WSW: The Kalamazoo River's History Of Business, Recreation, Flooding And Contamination
For their book on the history of the Kalamazoo River Western Michigan University Geography Professor Lisa DeChano-Cook and the department’s Administrative Assistant Mary Lou Brooks used photos from historical societies and libraries. They also got pictures from people they met along the way who live in towns along the river.
The book on the Kalamazoo River is part of Arcadia Publishing’s Images of America series. Brooks took a Geography classes from DeChano-Cook. Since they both had an interest in the Kalamazoo River, they started doing research and working on a book. Brooks says they were invited into people’s homes while doing research for the book. She says they traveled with a high resolution scanner. Despite the many sources, DeChano-Cook says it was difficult to find pictures of some towns along the river.
The book moves from the headwaters, the north branch in Jackson County and the south branch in Hillsdale County to the mouth of the Kalamazoo River at Lake Michigan. Brooks says the original idea was to organize the book by subject such as business, agriculture and tourism. DeChano Cook says those themes are still in the book, as they move geographically along the river.
The book also deals with the disasters such as flooding which at times has been devastating for towns near the river. Brooks says solutions to flooding have sometimes caused other problems. Battle Creek encased the river in concrete to control flooding.
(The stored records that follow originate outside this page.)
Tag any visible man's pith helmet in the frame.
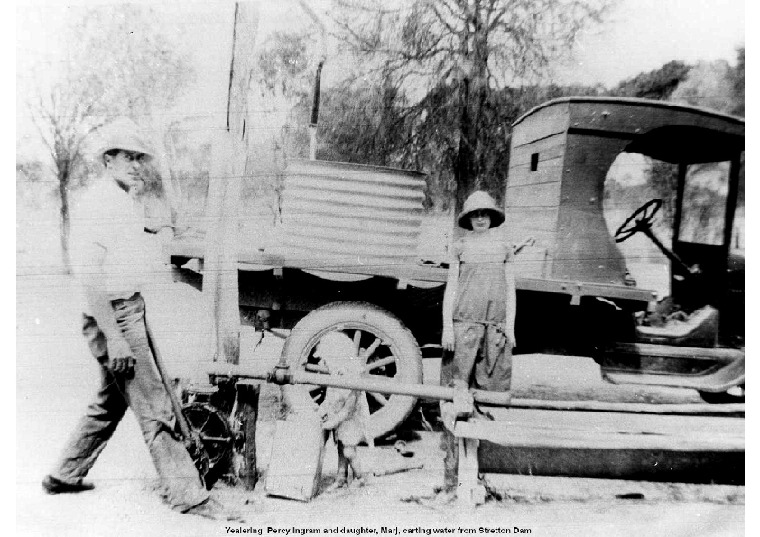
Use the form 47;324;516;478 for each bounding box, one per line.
457;190;505;230
93;118;155;160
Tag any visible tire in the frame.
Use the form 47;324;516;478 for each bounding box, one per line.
281;301;423;438
699;384;745;404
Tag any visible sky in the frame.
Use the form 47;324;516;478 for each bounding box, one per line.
15;0;746;161
554;0;744;86
164;0;745;92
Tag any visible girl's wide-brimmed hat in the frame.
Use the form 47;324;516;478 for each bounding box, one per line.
457;190;505;230
92;118;155;160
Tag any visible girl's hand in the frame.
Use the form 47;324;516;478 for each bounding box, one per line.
322;418;339;430
442;324;455;352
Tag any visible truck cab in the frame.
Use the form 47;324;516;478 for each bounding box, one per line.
506;97;744;398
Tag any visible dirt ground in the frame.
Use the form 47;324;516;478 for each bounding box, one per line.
16;271;745;537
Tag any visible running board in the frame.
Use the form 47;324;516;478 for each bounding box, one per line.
598;342;743;377
605;355;745;392
611;342;742;363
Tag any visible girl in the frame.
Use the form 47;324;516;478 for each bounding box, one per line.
438;190;516;499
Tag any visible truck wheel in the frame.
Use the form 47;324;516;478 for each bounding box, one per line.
281;301;423;438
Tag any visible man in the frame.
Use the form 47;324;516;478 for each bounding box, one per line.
42;119;240;521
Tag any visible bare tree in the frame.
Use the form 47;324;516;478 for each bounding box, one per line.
29;78;101;272
26;5;195;272
327;0;612;211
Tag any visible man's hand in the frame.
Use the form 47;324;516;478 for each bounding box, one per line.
106;337;135;376
442;324;455;352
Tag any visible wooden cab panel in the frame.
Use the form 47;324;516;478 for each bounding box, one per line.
506;97;744;292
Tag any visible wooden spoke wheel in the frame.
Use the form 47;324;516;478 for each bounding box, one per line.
281;302;423;438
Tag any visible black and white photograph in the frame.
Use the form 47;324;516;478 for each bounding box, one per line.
15;0;746;535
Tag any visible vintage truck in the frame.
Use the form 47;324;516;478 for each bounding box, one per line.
169;96;745;438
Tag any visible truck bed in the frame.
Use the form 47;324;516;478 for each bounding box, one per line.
169;238;656;304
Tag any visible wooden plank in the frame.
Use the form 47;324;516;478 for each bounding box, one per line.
456;409;744;452
506;160;563;187
457;437;485;507
237;384;260;490
265;417;325;501
497;408;744;439
478;444;743;484
505;181;562;208
465;426;741;452
508;398;744;416
509;135;566;166
517;277;655;302
503;208;558;233
172;238;657;302
280;235;419;257
512;102;570;147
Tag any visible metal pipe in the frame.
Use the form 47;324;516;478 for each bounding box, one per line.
308;60;324;161
207;363;512;406
298;0;326;161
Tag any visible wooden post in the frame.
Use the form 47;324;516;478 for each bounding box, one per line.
456;435;485;508
204;1;260;364
237;383;261;490
203;1;261;488
204;134;242;364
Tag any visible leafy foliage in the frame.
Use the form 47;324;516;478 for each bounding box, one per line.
670;60;736;113
257;32;313;98
611;60;691;100
731;47;745;117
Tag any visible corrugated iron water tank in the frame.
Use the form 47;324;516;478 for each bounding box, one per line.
278;159;426;269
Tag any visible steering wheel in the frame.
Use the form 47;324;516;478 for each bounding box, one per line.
614;199;662;243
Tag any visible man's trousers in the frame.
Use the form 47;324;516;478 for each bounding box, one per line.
49;293;209;511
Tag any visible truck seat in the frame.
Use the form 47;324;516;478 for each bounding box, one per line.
636;305;719;347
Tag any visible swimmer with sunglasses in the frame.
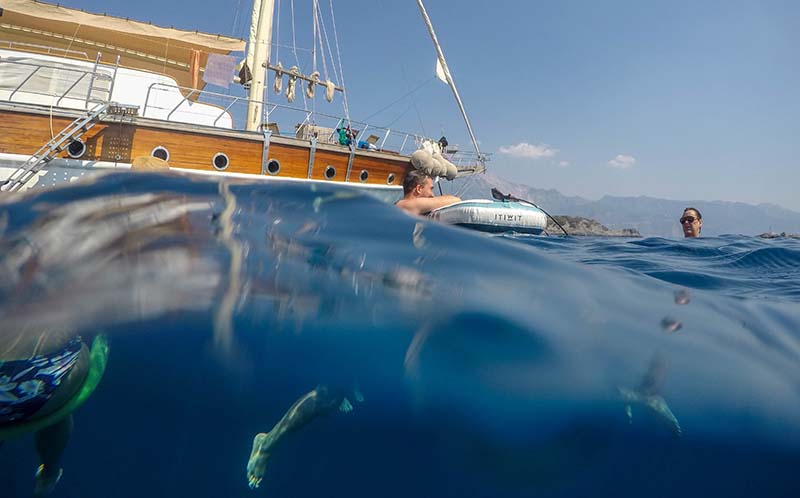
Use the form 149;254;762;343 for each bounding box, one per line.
680;208;702;238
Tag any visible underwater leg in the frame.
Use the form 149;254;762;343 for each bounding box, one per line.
246;385;348;489
33;414;72;497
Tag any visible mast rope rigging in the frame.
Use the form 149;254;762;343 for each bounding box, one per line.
274;0;281;67
289;0;310;110
311;0;318;76
231;0;244;39
312;4;338;103
311;0;318;115
328;0;350;123
386;103;414;128
400;66;427;139
314;4;331;85
360;77;434;123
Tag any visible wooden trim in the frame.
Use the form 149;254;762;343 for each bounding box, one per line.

Brooks says that has caused more flooding in other towns. DeChano-Cook says more building next to the river adds to the flooding.
Contamination, including the 2010 oil spill on the Kalamazoo River, is also a regular theme of the book. Paper mills have also been a source of contamination. DeChano-Cook says paper brought a lot of jobs to the towns along the Kalamazoo River. She says at the time people didn’t know about the long-term effects of PCB contamination. DeChano-Cook says contamination from PFASes are an emerging problem from dumping during the 1950’s and 60’s. Brooks says paper companies get a bad rap, but she says other companies also contributed to the contamination. DeChano-Cook says the river is in better shape now. She says it will probably never be completely clean, but there is more awareness about the problems and the need to clean it up.